Justamente la incorporación y el crecimiento de gerentes jóvenes, no familiares, profesionales a la organización, la incorporación de tecnología de nivel internacional en las comunicaciones, los sistemas de computación, el herramental de taller y colocar al cliente en el centro de nuestras preocupaciones, colaboraron a posicionar a la marca como referente del negocio automotriz.  

El futuro de la Empresa Familiar

Mis hermanos y yo estamos en la empresa desde hace 11 años, y cuando mi padre decidió darnos el mando tuvimos que hacernos cargo del grupo. Fue un cambio progresivo, pero no difícil, se fue dando paulatinamente.

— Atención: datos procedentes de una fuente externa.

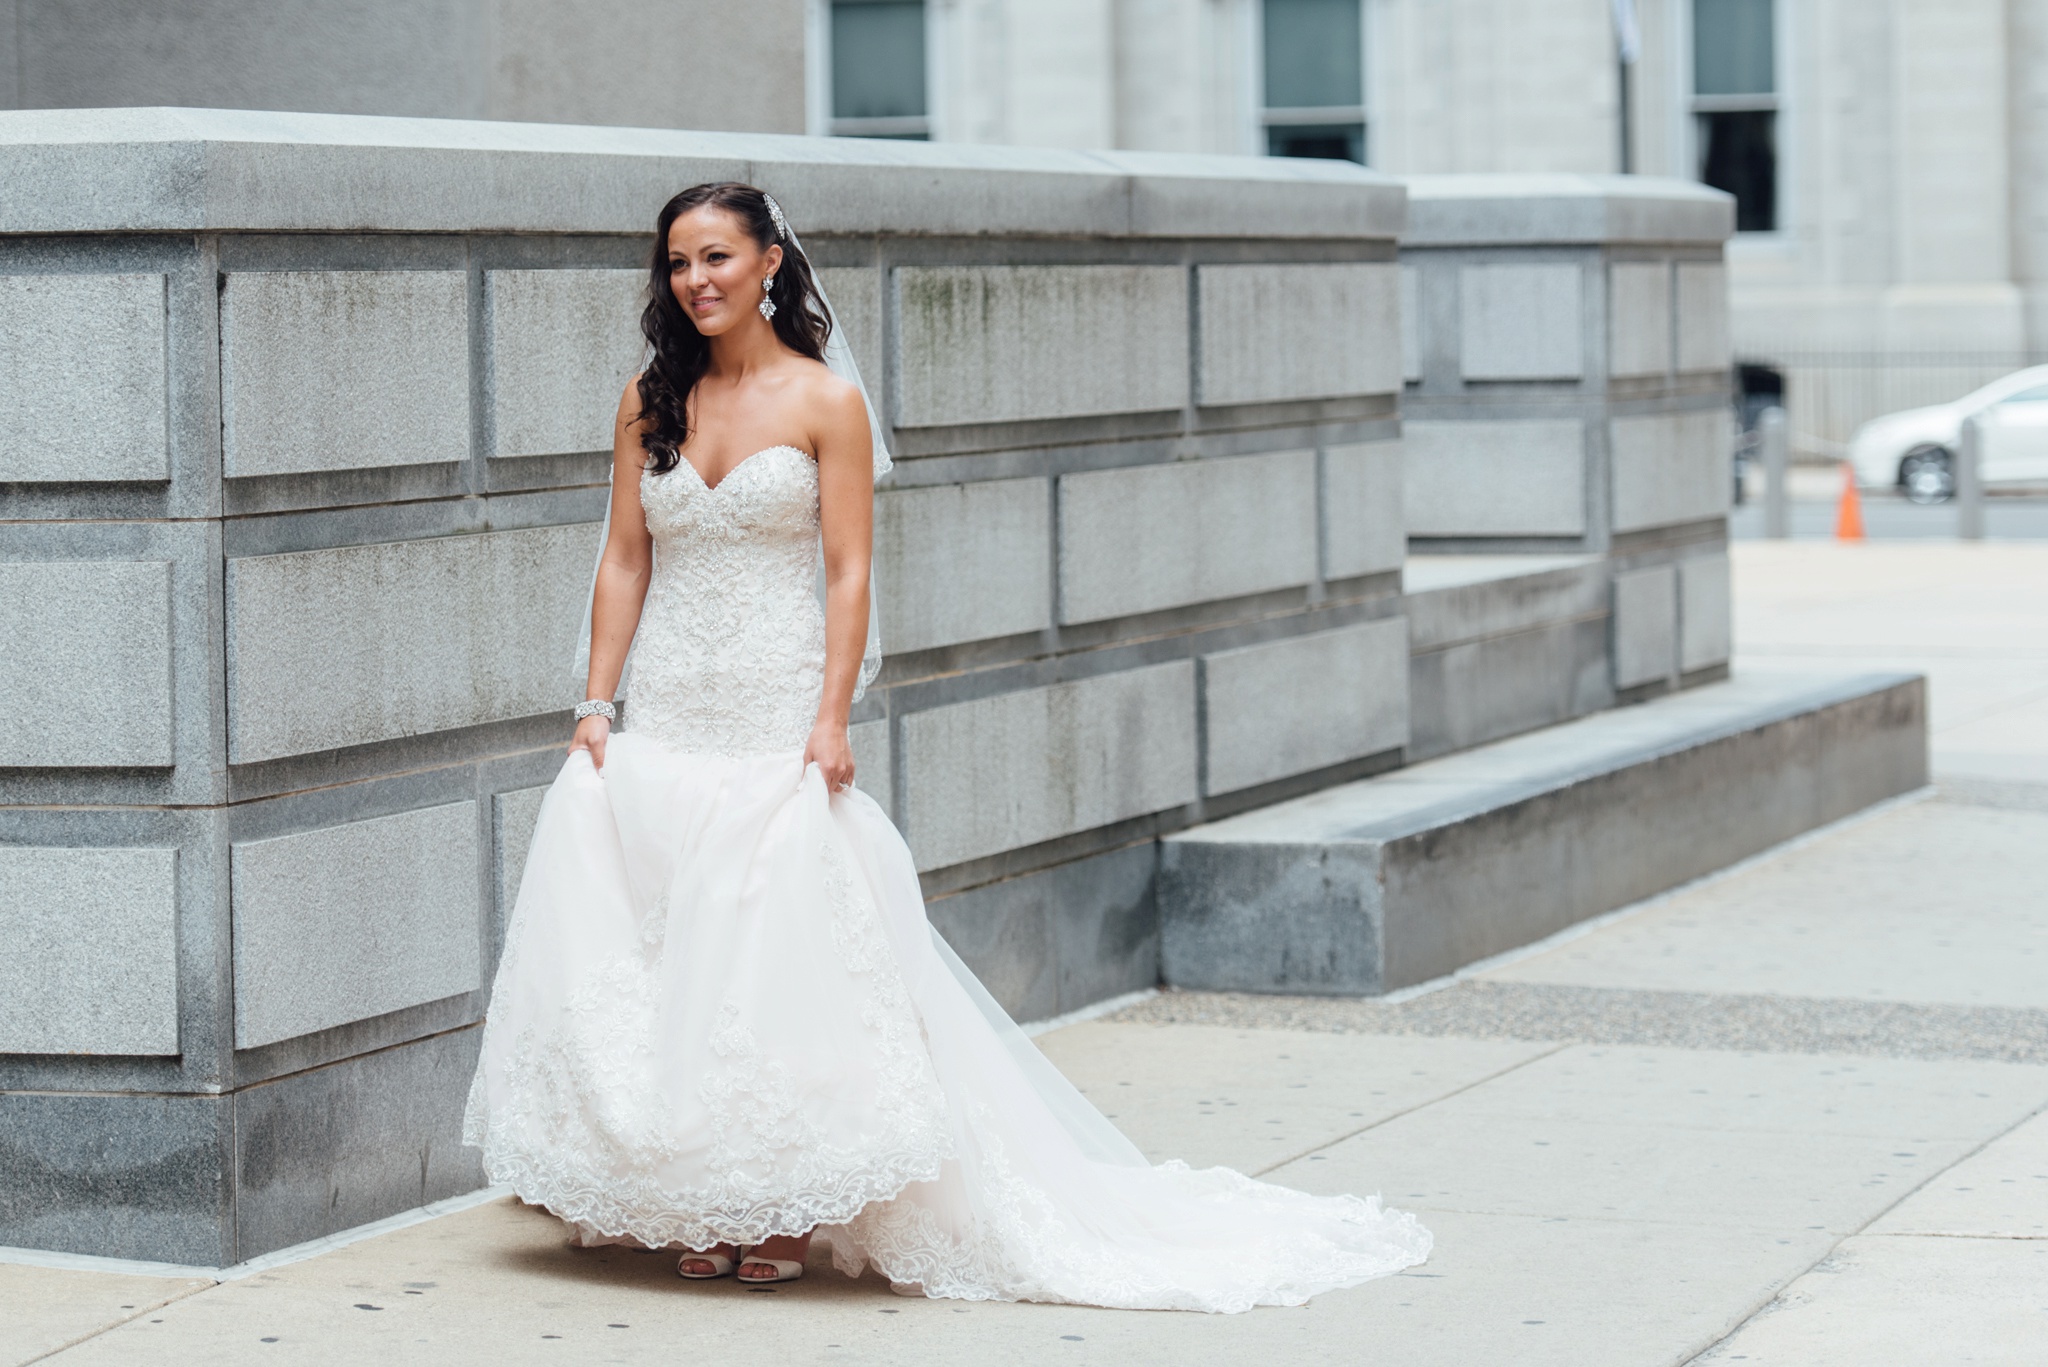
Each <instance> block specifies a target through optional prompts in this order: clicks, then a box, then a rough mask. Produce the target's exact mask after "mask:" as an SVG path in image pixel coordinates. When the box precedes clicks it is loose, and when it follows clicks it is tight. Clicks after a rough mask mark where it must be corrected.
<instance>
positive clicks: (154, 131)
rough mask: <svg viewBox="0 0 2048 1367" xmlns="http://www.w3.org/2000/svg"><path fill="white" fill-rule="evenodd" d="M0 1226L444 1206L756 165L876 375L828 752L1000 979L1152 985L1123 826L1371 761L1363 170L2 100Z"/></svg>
mask: <svg viewBox="0 0 2048 1367" xmlns="http://www.w3.org/2000/svg"><path fill="white" fill-rule="evenodd" d="M0 176H4V178H6V182H8V184H10V187H18V189H20V191H23V193H20V195H10V197H8V199H6V203H0V303H4V307H0V502H4V512H0V639H4V648H0V693H4V695H6V697H8V703H10V705H8V711H6V715H4V717H0V939H4V941H6V943H8V947H10V951H12V953H10V955H8V957H6V963H0V1244H29V1246H43V1248H70V1250H84V1252H102V1254H119V1256H135V1258H162V1260H174V1262H195V1265H225V1262H236V1260H240V1258H248V1256H254V1254H260V1252H266V1250H270V1248H279V1246H285V1244H293V1242H299V1240H307V1238H315V1236H322V1234H328V1232H334V1230H338V1228H346V1226H352V1224H360V1221H365V1219H375V1217H379V1215H387V1213H393V1211H399V1209H408V1207H416V1205H422V1203H426V1201H434V1199H438V1197H446V1195H455V1193H459V1191H467V1189H471V1187H475V1185H477V1180H479V1170H477V1160H475V1154H473V1152H469V1150H463V1148H461V1146H459V1142H457V1119H459V1113H461V1105H463V1094H465V1086H467V1076H469V1068H471V1064H473V1055H475V1041H477V1025H479V1021H481V1017H483V1010H485V1006H487V986H489V978H492V971H494V963H496V953H498V945H500V939H502V926H504V918H506V914H508V910H510V904H512V900H514V896H516V887H518V875H520V867H522V861H524V851H526V844H528V840H530V834H532V824H535V816H537V810H539V797H541V793H543V791H545V785H547V783H549V781H551V779H553V775H555V771H557V769H559V764H561V744H563V742H565V738H567V732H569V721H567V707H569V705H571V703H573V701H575V697H580V685H578V680H573V678H571V676H569V668H567V664H569V656H571V650H573V633H575V629H578V619H580V613H582V596H584V592H588V574H590V560H592V553H594V551H596V519H598V516H600V512H602V500H604V488H606V486H604V482H606V469H608V453H606V447H608V434H610V412H612V406H614V404H616V396H618V389H621V385H623V381H625V377H627V375H629V373H631V369H633V367H635V365H637V361H639V338H637V328H635V320H637V297H639V289H641V271H643V254H645V250H647V240H645V232H647V225H649V223H651V217H653V211H655V209H657V207H659V203H662V201H664V199H666V197H668V195H670V193H674V191H676V189H680V187H684V184H690V182H694V180H707V178H725V176H739V178H750V180H756V182H760V184H766V187H770V189H774V193H776V195H778V199H780V201H782V205H784V207H786V209H788V213H791V217H793V221H795V223H797V225H799V230H801V232H803V236H805V244H807V248H809V250H811V254H813V258H815V260H817V262H819V266H823V279H825V283H827V287H829V291H831V293H834V299H836V303H838V305H840V309H842V314H844V322H846V326H848V330H850V334H852V340H854V346H856V353H860V357H862V363H864V367H866V375H868V381H870V387H872V389H874V393H877V396H879V398H881V402H883V404H885V406H887V420H889V424H891V426H893V445H895V451H897V459H899V465H897V469H895V473H893V475H891V478H889V482H887V484H885V488H883V490H881V492H879V500H877V514H879V516H877V580H879V586H881V603H883V631H885V641H887V648H889V660H887V666H885V672H883V678H881V680H879V685H877V687H874V689H872V691H870V695H868V697H866V699H864V701H862V703H860V709H858V711H856V717H854V721H856V726H854V746H856V754H858V758H860V783H862V785H864V787H866V789H868V791H870V793H874V795H877V797H879V799H881V801H885V803H887V805H889V810H891V814H893V816H895V820H897V824H899V826H901V830H903V834H905V838H907V840H909V846H911V851H913V855H915V861H918V867H920V871H922V873H924V881H926V892H928V896H930V906H932V918H934V922H936V924H938V926H940V928H942V930H944V933H946V935H948V937H950V939H952V943H954V945H958V947H961V951H963V955H965V957H967V959H969V961H971V963H973V965H975V967H977V969H979V971H983V974H985V978H987V980H989V984H991V988H993V990H995V992H997V996H1001V1000H1004V1002H1006V1004H1008V1006H1010V1008H1012V1010H1016V1012H1018V1014H1022V1017H1026V1019H1030V1017H1047V1014H1055V1012H1059V1010H1069V1008H1073V1006H1079V1004H1085V1002H1092V1000H1100V998H1104V996H1112V994H1116V992H1126V990H1130V988H1139V986H1149V984H1153V982H1155V980H1157V918H1155V910H1153V902H1151V896H1153V894H1151V887H1153V883H1151V879H1153V865H1155V844H1153V838H1155V834H1157V832H1161V830H1174V828H1180V826H1188V824H1192V822H1198V820H1204V818H1206V816H1212V814H1217V812H1231V810H1239V807H1245V805H1253V803H1257V801H1266V799H1270V797H1276V795H1288V793H1294V791H1307V789H1311V787H1317V785H1323V783H1329V781H1335V779H1346V777H1356V775H1364V773H1372V771H1374V769H1382V767H1386V764H1393V762H1399V756H1401V750H1403V744H1405V740H1407V695H1405V689H1407V623H1405V617H1403V607H1401V574H1399V572H1401V562H1403V555H1405V537H1403V525H1401V457H1399V447H1397V437H1399V389H1401V365H1399V361H1401V344H1399V316H1397V291H1399V273H1397V264H1395V234H1397V230H1399V223H1401V205H1403V191H1401V189H1399V187H1397V184H1393V182H1389V180H1384V178H1380V176H1374V174H1370V172H1364V170H1358V168H1350V166H1305V164H1278V162H1274V164H1262V162H1202V160H1176V158H1122V160H1120V158H1112V156H1096V154H1090V156H1083V154H1051V152H1049V154H1020V152H1014V150H999V152H975V150H948V148H893V146H872V148H860V146H854V143H807V141H791V139H760V137H743V135H696V133H621V131H616V129H612V131H602V129H596V131H594V129H535V127H492V125H477V127H459V125H436V123H430V121H379V123H375V127H373V125H369V123H365V121H354V119H346V117H303V115H289V117H270V115H221V113H199V111H119V113H74V115H51V113H39V115H27V113H20V115H12V113H10V115H0ZM627 726H631V699H629V701H627Z"/></svg>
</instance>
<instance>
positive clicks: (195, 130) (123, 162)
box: [0, 109, 1407, 240]
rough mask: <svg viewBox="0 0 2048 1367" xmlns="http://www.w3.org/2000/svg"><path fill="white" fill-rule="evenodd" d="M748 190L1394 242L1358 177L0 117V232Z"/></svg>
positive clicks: (720, 141)
mask: <svg viewBox="0 0 2048 1367" xmlns="http://www.w3.org/2000/svg"><path fill="white" fill-rule="evenodd" d="M698 180H750V182H756V184H760V187H764V189H768V191H772V193H774V195H776V199H780V201H782V207H784V209H786V211H788V215H791V221H793V223H795V227H797V232H799V234H944V236H967V234H971V236H997V234H999V236H1114V238H1124V236H1135V238H1147V236H1151V238H1352V240H1356V238H1395V236H1397V234H1399V232H1401V225H1403V215H1405V203H1407V193H1405V191H1403V187H1401V182H1399V180H1395V178H1391V176H1384V174H1378V172H1372V170H1366V168H1364V166H1352V164H1348V162H1321V160H1290V158H1237V156H1182V154H1163V152H1067V150H1057V148H991V146H963V143H918V141H885V139H860V137H795V135H780V133H696V131H674V129H627V127H592V125H551V123H500V121H465V119H391V117H369V115H309V113H270V111H238V109H59V111H0V184H6V187H8V193H6V195H4V197H0V234H57V232H63V234H76V232H211V230H223V232H514V234H643V232H647V230H649V225H651V221H653V211H655V207H657V205H659V203H662V201H664V199H666V197H668V195H672V193H676V191H678V189H682V187H686V184H692V182H698Z"/></svg>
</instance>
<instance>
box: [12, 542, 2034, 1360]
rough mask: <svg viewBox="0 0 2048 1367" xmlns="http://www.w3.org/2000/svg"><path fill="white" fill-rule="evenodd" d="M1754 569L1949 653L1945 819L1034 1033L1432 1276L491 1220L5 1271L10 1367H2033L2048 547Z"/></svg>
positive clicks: (1089, 1079) (1750, 644)
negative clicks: (1236, 1280) (1284, 1298)
mask: <svg viewBox="0 0 2048 1367" xmlns="http://www.w3.org/2000/svg"><path fill="white" fill-rule="evenodd" d="M2023 549H2032V547H2023ZM1913 551H1939V553H1935V555H1929V557H1925V560H1919V562H1911V560H1907V555H1909V553H1913ZM1948 551H1954V555H1950V553H1948ZM1804 555H1812V560H1802V557H1804ZM1858 557H1860V560H1858ZM1737 570H1739V584H1741V586H1743V588H1741V598H1739V613H1741V617H1739V623H1741V625H1739V631H1741V633H1743V639H1745V641H1749V646H1747V650H1749V654H1751V656H1772V664H1774V666H1782V664H1786V662H1788V660H1790V662H1796V660H1798V658H1827V662H1829V664H1839V662H1841V660H1843V658H1858V660H1866V658H1868V660H1874V662H1882V664H1905V666H1915V668H1927V666H1933V668H1929V672H1931V676H1933V715H1935V728H1937V740H1935V760H1937V771H1939V773H1942V783H1944V785H1952V787H1950V791H1948V795H1946V797H1942V799H1907V801H1901V803H1894V805H1890V807H1886V810H1880V812H1874V814H1870V816H1864V818H1858V820H1851V822H1845V824H1841V826H1837V828H1831V830H1825V832H1817V834H1815V836H1808V838H1804V840H1798V842H1794V844H1792V846H1786V848H1780V851H1774V853H1769V855H1765V857H1761V859H1757V861H1751V863H1749V865H1743V867H1739V869H1733V871H1729V873H1724V875H1718V877H1714V879H1706V881H1702V883H1698V885H1692V887H1686V889H1679V892H1675V894H1669V896H1665V898H1659V900H1655V902H1651V904H1645V906H1638V908H1630V910H1628V912H1622V914H1616V916H1610V918H1604V920H1602V922H1595V924H1591V926H1585V928H1581V930H1577V933H1569V935H1567V937H1561V939H1556V941H1552V943H1548V945H1542V947H1536V949H1534V951H1530V953H1524V955H1520V957H1513V959H1511V961H1499V963H1491V965H1481V967H1477V969H1475V971H1468V974H1464V976H1460V978H1458V980H1454V982H1448V984H1438V986H1436V988H1434V990H1430V992H1425V994H1413V996H1407V998H1405V1000H1378V1002H1362V1000H1313V998H1260V996H1231V994H1165V996H1157V998H1151V1000H1147V1002H1141V1004H1137V1006H1128V1008H1124V1010H1122V1012H1116V1014H1114V1017H1106V1019H1100V1021H1090V1023H1083V1025H1073V1027H1067V1029H1061V1031H1055V1033H1051V1035H1047V1037H1042V1041H1040V1043H1042V1045H1044V1047H1047V1051H1049V1053H1051V1055H1053V1060H1055V1062H1057V1064H1059V1066H1061V1068H1063V1070H1065V1072H1067V1074H1069V1076H1073V1078H1075V1080H1077V1082H1079V1084H1081V1086H1083V1088H1085V1090H1087V1092H1090V1096H1092V1099H1096V1103H1098V1105H1102V1109H1104V1111H1108V1113H1110V1115H1112V1117H1116V1121H1118V1125H1122V1127H1124V1129H1126V1131H1128V1133H1130V1135H1133V1137H1135V1140H1137V1142H1139V1144H1141V1146H1143V1148H1145V1150H1147V1152H1149V1154H1153V1156H1155V1158H1169V1156H1180V1158H1186V1160H1190V1162H1194V1164H1210V1162H1225V1164H1231V1166H1237V1168H1243V1170H1251V1172H1264V1174H1268V1176H1272V1178H1274V1180H1282V1183H1290V1185H1296V1187H1303V1189H1309V1191H1360V1193H1370V1191H1380V1193H1384V1197H1386V1199H1389V1203H1393V1205H1401V1207H1407V1209H1413V1211H1417V1213H1419V1215H1421V1217H1423V1221H1425V1224H1430V1228H1432V1230H1434V1232H1436V1238H1438V1248H1436V1254H1434V1256H1432V1260H1430V1262H1427V1265H1423V1267H1419V1269H1413V1271H1409V1273H1405V1275H1399V1277H1391V1279H1384V1281H1378V1283H1370V1285H1364V1287H1358V1289H1352V1291H1341V1293H1333V1295H1325V1297H1319V1299H1317V1301H1315V1303H1313V1306H1309V1308H1303V1310H1260V1312H1251V1314H1245V1316H1229V1318H1212V1316H1182V1314H1130V1312H1100V1310H1081V1308H1065V1306H991V1303H977V1306H965V1303H950V1301H924V1299H905V1297H897V1295H893V1293H891V1291H889V1287H887V1285H885V1283H881V1281H879V1279H874V1277H868V1279H862V1281H846V1279H842V1277H838V1275H834V1273H829V1271H825V1269H823V1265H819V1267H817V1269H815V1271H813V1275H811V1277H807V1279H805V1281H801V1283H795V1285H784V1287H776V1289H766V1287H762V1289H748V1287H741V1285H737V1283H731V1281H715V1283H684V1281H680V1279H676V1277H674V1273H672V1258H666V1256H653V1254H633V1252H621V1250H590V1252H575V1250H567V1248H565V1246H563V1234H561V1228H559V1226H557V1224H555V1221H553V1219H549V1217H545V1215H541V1213H537V1211H528V1209H524V1207H520V1205H516V1203H514V1201H508V1199H506V1201H494V1203H487V1205H479V1207H475V1209H467V1211H463V1213H453V1215H442V1217H438V1219H432V1221H424V1224H416V1226H412V1228H403V1230H397V1232H391V1234H383V1236H377V1238H371V1240H362V1242H356V1244H350V1246H344V1248H338V1250H332V1252H324V1254H319V1256H313V1258H305V1260H299V1262H291V1265H285V1267H272V1269H268V1271H262V1273H256V1275H250V1277H242V1279H233V1281H223V1283H213V1281H211V1279H193V1277H141V1275H123V1273H113V1271H57V1269H45V1267H20V1265H0V1363H29V1361H51V1363H61V1365H66V1367H74V1365H88V1363H92V1365H96V1363H150V1365H158V1363H223V1365H238V1363H416V1361H422V1363H424V1361H432V1363H494V1365H498V1363H504V1365H518V1363H569V1361H575V1363H590V1361H604V1363H688V1361H700V1359H721V1361H731V1363H743V1365H756V1363H760V1365H766V1363H813V1361H819V1363H958V1361H975V1363H989V1365H995V1363H1161V1365H1174V1367H1182V1365H1190V1363H1196V1365H1206V1363H1231V1365H1237V1363H1253V1361H1282V1363H1346V1365H1372V1363H1389V1365H1391V1363H1403V1365H1436V1363H1442V1365H1444V1367H1473V1365H1477V1363H1513V1365H1524V1363H1530V1365H1542V1363H1559V1365H1561V1367H1563V1365H1571V1367H1606V1365H1614V1367H1649V1365H1663V1363H1671V1365H1675V1363H1692V1361H1712V1363H1776V1365H1798V1367H1817V1365H1831V1363H1841V1365H1843V1367H1851V1365H1853V1367H1884V1365H1888V1363H1915V1365H1919V1363H1929V1361H1942V1363H1950V1361H1956V1363H1962V1361H1968V1363H2030V1365H2032V1363H2042V1361H2048V892H2044V889H2048V810H2036V793H2038V789H2036V785H2034V777H2036V773H2040V775H2042V777H2048V767H2044V769H2040V771H2036V769H2034V764H2036V762H2038V758H2040V760H2042V762H2044V764H2048V633H2044V625H2048V617H2044V613H2048V607H2044V605H2048V547H2042V551H2038V553H2034V555H2032V557H2015V555H2011V553H2009V547H1847V549H1845V551H1843V549H1837V547H1825V545H1812V547H1808V545H1792V547H1782V545H1765V547H1755V545H1749V547H1739V549H1737ZM1993 572H1995V574H1993ZM1987 580H1995V582H1987ZM1802 652H1806V654H1804V656H1802ZM2036 742H2040V748H2038V756H2036V748H2034V746H2036ZM1982 754H1989V756H1991V758H1993V760H1997V764H1978V762H1976V760H1970V756H1982ZM1944 756H1946V758H1944ZM1944 764H1946V769H1944ZM1999 764H2005V769H1999ZM2042 805H2048V803H2042Z"/></svg>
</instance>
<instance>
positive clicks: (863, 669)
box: [569, 197, 895, 701]
mask: <svg viewBox="0 0 2048 1367" xmlns="http://www.w3.org/2000/svg"><path fill="white" fill-rule="evenodd" d="M766 199H768V207H770V211H772V215H774V223H776V230H778V232H780V234H782V240H784V242H786V244H788V250H791V252H795V254H797V256H803V258H805V260H809V254H807V252H805V250H803V244H801V242H797V230H795V227H791V225H788V221H786V219H784V217H782V207H780V205H776V201H774V197H766ZM811 287H813V289H817V301H819V303H821V305H823V307H825V320H827V322H829V324H831V326H829V328H827V332H825V355H823V361H825V367H827V369H829V371H831V373H834V375H838V377H840V379H844V381H848V383H852V385H854V387H856V389H860V402H862V404H864V406H866V410H868V437H870V439H872V443H874V480H877V482H881V478H883V475H887V473H889V469H891V467H893V465H895V461H891V459H889V437H887V430H885V428H883V418H881V412H877V408H874V396H872V393H868V387H866V383H862V379H860V363H858V361H854V348H852V346H850V344H848V340H846V328H844V326H842V324H840V314H838V309H834V307H831V297H829V295H825V285H823V281H819V279H817V271H815V268H813V271H811ZM614 473H616V467H614ZM610 535H612V498H610V492H606V496H604V529H602V531H600V533H598V553H596V560H594V562H592V564H590V592H588V594H584V625H582V629H578V633H575V658H573V660H571V664H569V672H571V674H573V676H575V689H578V691H582V689H584V685H586V682H588V678H590V609H592V600H594V598H596V592H598V570H600V568H602V564H604V543H606V541H610ZM817 592H819V598H823V594H825V562H823V547H819V566H817ZM881 668H883V621H881V600H879V598H877V594H874V568H872V564H870V566H868V646H866V650H864V652H862V654H860V676H858V678H856V680H854V701H860V695H864V693H866V691H868V685H870V682H874V676H877V674H879V672H881ZM631 678H633V648H631V646H629V648H627V664H625V668H623V670H621V672H618V689H616V693H618V697H625V695H627V682H629V680H631Z"/></svg>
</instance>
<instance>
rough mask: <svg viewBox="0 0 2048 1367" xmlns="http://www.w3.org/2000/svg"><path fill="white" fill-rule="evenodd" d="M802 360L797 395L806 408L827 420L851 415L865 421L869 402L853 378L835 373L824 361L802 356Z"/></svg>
mask: <svg viewBox="0 0 2048 1367" xmlns="http://www.w3.org/2000/svg"><path fill="white" fill-rule="evenodd" d="M799 361H801V365H799V367H797V369H795V381H797V396H799V402H801V404H803V406H805V408H807V410H811V412H813V414H817V416H819V418H823V420H825V422H846V420H852V418H860V420H862V422H866V412H868V410H866V402H864V400H862V398H860V389H858V387H856V385H854V383H852V381H850V379H844V377H842V375H838V373H834V371H831V367H827V365H825V363H823V361H811V359H809V357H799Z"/></svg>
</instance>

En un futuro me encantaría que mi hijo, que hoy tiene 5 años, trabaje en la empresa. Pero, para eso, va a tener que prepararse y ganar su lugar. Mis hermanos también tienen hijos y van a ser muchos los que estén en la cadena de sucesión.

Historia

Guillermo Dietrich (padre) abrió su primer taller de autos en cuando tenía 19 años. “Era un sueño personal porque en mi familia no había pasión por los motores, mi padre era farmacéutico”, cuenta. Tres años después, se consolidó en la venta de autos y consiguió la representación de Citroën.

Un día recibió la visita de Juan Manuel Fangio, quien le sugirió que pusiera al negocio su apellido. Y a partir de ahí nació el grupo Dietrich.

Consolidándose con el correr del tiempo, el negocio ha ido incorporando a las nuevas generaciones de la familia fundadora, dándole un nuevo impulso al negocio hasta llevarlo al grado de diversificación y posición de liderazgo, que hoy la empresa ocupa en cada uno de los segmentos en los que opera.

El ingreso de la segunda generación, posibilita y explica el crecimiento exponencial  que atraviesa la empresa durante estos últimos 10 años.